Beyond sentiment and consent, while designing technology-based solutions, organizations will also need to consider several existing policies, laws, and regulations such as those related to health data, and OSHA guidance, among others, the firm noted.
For example, is the back-to-work solution compliant with legislation such as the American Disabilities Act Title II requirements relating to website and app accessibility?
Ultimately, organizations need to consider the potential disparate impact of back-to-work policies on a diverse workforce, KPMG said.

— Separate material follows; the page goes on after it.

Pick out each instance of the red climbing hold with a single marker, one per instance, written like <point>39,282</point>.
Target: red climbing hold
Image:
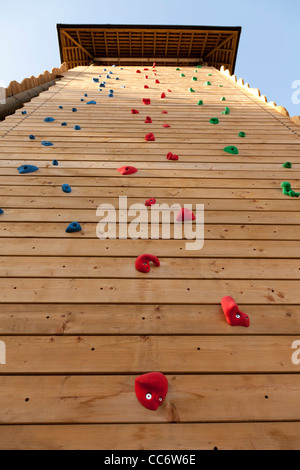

“COVID-19 is creating a new wave of data privacy considerations for US organizations–who largely have had limited experience with these issues,” said Orson Lucas, principal, and co-lead of KPMG Privacy Services, in a statement. “Executives will need to right-size and mature privacy programs to help organizations today and in the future, because privacy issues are being amplified as a result of COVID-19.”
KPMG recently launched a Restarting America framework to help organizations safely reopen workplaces.
The findings in this report are based on the results of a survey of 1,000 respondents in the US between May 19, 2020 and May 21, 2020.